Just as Rhino Records is releasing a two-CD anthology of Zevon's work titled I'll Sleep When I'm Dead -- which includes tracks from his 1970s successes on Asylum through his recent work on Virgin and Giant, not to mention some never-before-released soundtrack music -- Zevon does not have a deal with a record label to release his new material. In a world filled with musicians desperate to get a deal or get out of one, one of rock and roll's most literate storytellers struggles now with the task of trying to find yet another record executive who will at least pretend to care about his work.

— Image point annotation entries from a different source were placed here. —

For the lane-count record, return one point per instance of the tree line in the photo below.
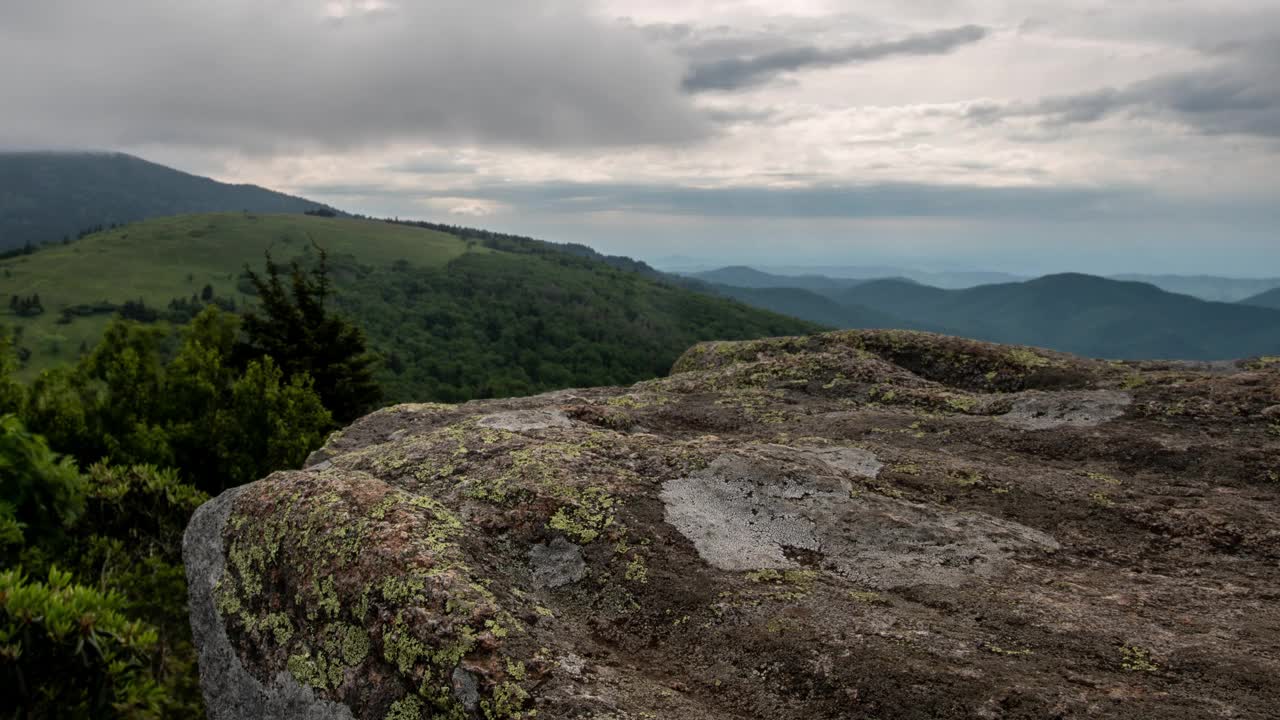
(101, 465)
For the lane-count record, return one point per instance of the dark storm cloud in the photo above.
(736, 73)
(282, 74)
(1239, 96)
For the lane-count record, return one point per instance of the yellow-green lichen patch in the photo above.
(589, 513)
(342, 551)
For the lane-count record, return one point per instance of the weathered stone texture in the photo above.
(858, 524)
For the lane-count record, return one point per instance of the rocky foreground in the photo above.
(858, 524)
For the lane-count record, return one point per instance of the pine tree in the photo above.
(293, 326)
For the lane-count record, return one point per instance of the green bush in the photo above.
(40, 492)
(136, 401)
(69, 651)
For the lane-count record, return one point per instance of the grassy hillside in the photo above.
(456, 319)
(45, 196)
(1087, 315)
(1269, 299)
(169, 258)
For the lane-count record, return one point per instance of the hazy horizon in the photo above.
(1027, 139)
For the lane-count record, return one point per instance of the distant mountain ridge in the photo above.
(1269, 299)
(822, 279)
(1087, 315)
(1075, 313)
(1207, 287)
(46, 196)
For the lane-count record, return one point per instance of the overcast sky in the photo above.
(1025, 136)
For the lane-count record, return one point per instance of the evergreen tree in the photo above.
(293, 326)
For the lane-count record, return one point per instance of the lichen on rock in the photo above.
(856, 524)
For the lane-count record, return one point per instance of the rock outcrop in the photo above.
(858, 524)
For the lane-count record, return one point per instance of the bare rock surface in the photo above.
(858, 524)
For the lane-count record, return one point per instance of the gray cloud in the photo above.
(878, 200)
(282, 76)
(736, 73)
(1238, 96)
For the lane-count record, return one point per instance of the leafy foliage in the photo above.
(40, 492)
(127, 404)
(48, 628)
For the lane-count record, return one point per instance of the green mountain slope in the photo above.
(1086, 315)
(45, 196)
(1269, 299)
(455, 318)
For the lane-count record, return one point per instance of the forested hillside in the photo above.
(48, 196)
(452, 318)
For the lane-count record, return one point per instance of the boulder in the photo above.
(856, 524)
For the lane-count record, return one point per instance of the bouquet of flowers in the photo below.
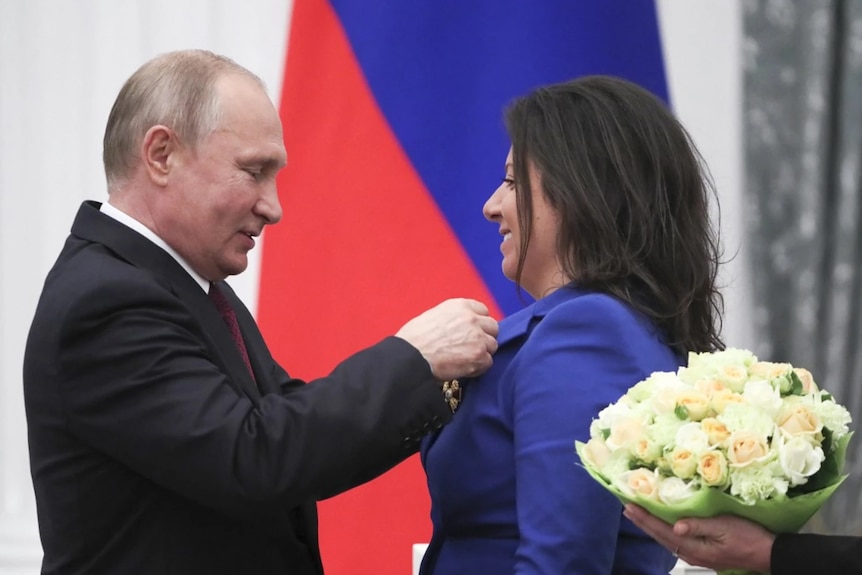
(726, 434)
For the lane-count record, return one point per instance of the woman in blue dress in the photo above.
(604, 218)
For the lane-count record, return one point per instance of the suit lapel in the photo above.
(92, 225)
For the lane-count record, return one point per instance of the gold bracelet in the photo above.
(452, 393)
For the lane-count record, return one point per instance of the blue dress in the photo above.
(507, 493)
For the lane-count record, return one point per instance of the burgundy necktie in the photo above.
(229, 316)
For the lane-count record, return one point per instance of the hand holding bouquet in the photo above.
(726, 434)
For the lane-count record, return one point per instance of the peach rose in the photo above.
(798, 420)
(733, 376)
(746, 448)
(712, 467)
(642, 482)
(769, 370)
(715, 430)
(683, 463)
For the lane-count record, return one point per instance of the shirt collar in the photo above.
(126, 219)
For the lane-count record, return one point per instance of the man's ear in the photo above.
(159, 144)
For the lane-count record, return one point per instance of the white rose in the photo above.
(798, 458)
(756, 482)
(673, 490)
(638, 482)
(625, 433)
(763, 395)
(692, 437)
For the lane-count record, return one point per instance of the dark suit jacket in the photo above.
(805, 554)
(153, 451)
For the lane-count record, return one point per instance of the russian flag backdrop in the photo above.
(392, 114)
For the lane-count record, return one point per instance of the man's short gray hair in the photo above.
(176, 90)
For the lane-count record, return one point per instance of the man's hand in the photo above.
(719, 543)
(457, 338)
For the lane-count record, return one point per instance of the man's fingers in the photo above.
(477, 306)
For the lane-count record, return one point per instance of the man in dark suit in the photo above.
(730, 542)
(164, 439)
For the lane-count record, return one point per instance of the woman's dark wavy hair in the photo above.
(632, 193)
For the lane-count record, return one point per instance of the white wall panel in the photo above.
(702, 42)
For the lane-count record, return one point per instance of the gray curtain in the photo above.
(803, 154)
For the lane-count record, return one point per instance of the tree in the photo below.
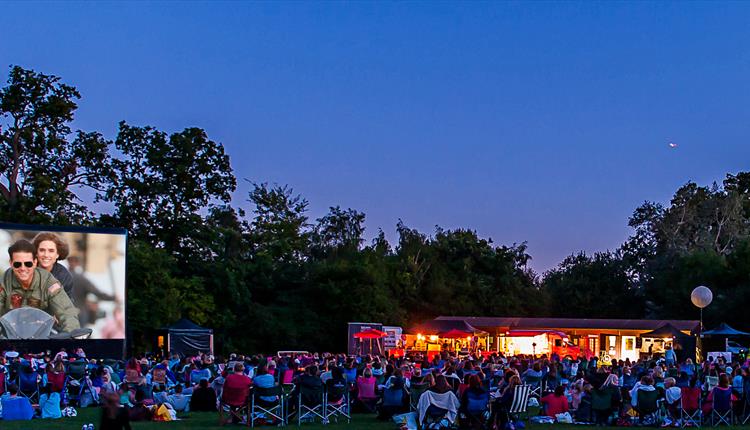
(163, 183)
(278, 230)
(154, 285)
(43, 167)
(598, 285)
(339, 230)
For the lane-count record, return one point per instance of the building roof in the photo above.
(571, 323)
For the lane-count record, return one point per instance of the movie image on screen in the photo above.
(61, 284)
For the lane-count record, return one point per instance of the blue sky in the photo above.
(540, 122)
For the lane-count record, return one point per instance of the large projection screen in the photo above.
(88, 265)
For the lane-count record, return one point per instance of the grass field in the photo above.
(201, 420)
(206, 420)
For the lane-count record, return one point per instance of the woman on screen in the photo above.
(50, 248)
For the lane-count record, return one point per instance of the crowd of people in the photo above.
(470, 391)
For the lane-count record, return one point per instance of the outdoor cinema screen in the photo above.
(75, 276)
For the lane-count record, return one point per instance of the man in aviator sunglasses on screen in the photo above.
(26, 285)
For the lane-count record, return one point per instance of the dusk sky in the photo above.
(540, 122)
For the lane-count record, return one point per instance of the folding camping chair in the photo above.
(536, 384)
(648, 405)
(366, 395)
(415, 391)
(273, 410)
(310, 404)
(690, 407)
(394, 402)
(337, 403)
(721, 410)
(28, 383)
(477, 410)
(711, 382)
(3, 380)
(436, 416)
(519, 405)
(234, 404)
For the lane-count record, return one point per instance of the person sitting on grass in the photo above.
(179, 401)
(16, 407)
(555, 403)
(139, 411)
(203, 398)
(114, 416)
(49, 403)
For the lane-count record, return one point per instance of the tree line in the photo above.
(265, 276)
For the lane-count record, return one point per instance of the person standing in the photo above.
(24, 284)
(50, 248)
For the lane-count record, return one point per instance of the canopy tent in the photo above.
(684, 345)
(725, 330)
(453, 328)
(369, 333)
(667, 330)
(531, 333)
(188, 338)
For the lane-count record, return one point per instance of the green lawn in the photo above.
(205, 420)
(202, 420)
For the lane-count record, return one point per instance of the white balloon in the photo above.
(701, 296)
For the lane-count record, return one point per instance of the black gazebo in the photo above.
(186, 338)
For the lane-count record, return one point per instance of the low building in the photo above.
(604, 338)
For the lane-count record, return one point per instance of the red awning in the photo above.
(529, 333)
(455, 334)
(370, 333)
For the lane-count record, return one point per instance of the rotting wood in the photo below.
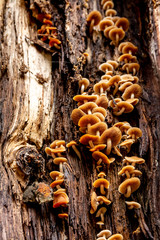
(34, 114)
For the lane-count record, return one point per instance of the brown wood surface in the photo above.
(37, 88)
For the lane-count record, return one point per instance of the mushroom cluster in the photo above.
(56, 151)
(47, 33)
(106, 235)
(131, 182)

"My deal with Giant Records ended about a year ago," Zevon says of the label that released four albums, including 1990's Hindu Love Gods (an album of blues covers recorded with R.E.M. minus Michael Stipe) and last year's Mutineer. "Those relationships tend to end about ten minutes after I hand over the second album."

Such has been the nature of Zevon's 20-plus-year career: That he is best remembered for one "odd" (his word) Top Ten hit, "Werewolves of London," is a travesty that negates a body of work containing some of the finest, sharpest stories ever set to melody, songs spanning all the way from "Frank and Jesse James," "Desperados Under the Eaves" and "Carmelita" off his eponymous 1976 Asylum Records debut to "Jesus Was a Crossmaker" off Mutineer. Outside the cult, he's remembered -- if at all -- as a novelty songwriter, a one-hit wonder who disappeared about the time the champagne went flat; to the cult, he's Hunter S. Thompson tapping out his tales on a piano.

Eighteen years ago, he was a superstar with few peers among the L.A. singer/songwriter set: Jackson Browne produced him, Linda Ronstadt covered his songs, the Eagles and Stevie Nicks and Lindsay Buckingham sang backup on his records, People sent reporters to chronicle his vodka-soaked exploits in the Hollywood Hills. He was a legend in the making, a hero of circumstance. Now he's a box-set subject encased in a cardboard tombstone, and he's not that happy about it.

Zevon remains "ambivalent" about the retrospective and all things "of a historical nature." He calls it an unwillingness to "reflect upon the '70s"; the folks at Rhino say it's his being "difficult." Zevon, at least, had final say over the song selection, if only to guarantee that Rhino didn't release "Excitable Boy in opposite sequences on two different CDs," he says, a thin smile crossing his face.

"I urged them to the value of putting out tracks from albums that were out of print, as opposed to one that was still selling every week for someone else," Zevon says. "I saw no harm in [the retrospective], but for reasons that have less to do with an eagerness to celebrate my illustrious career and more to do with being in just kind of a vague period between albums when it's nice to have something around."

Zevon does not look over his shoulder and think about what could and should have been. He recalls that in the days before his 86-year-old father died, his old man told him, "Don't look back." Nonetheless, that's exactly what he does during this lunch, easily if begrudgingly. After all, Zevon doesn't dismiss his past; he's still happy to perform "Werewolves of London" after all these years. "This might just be my vanity, but it doesn't seem like it's anchored to some camp phase in songwriting history," he says. It's just that he doesn't want the past to overshadow the now.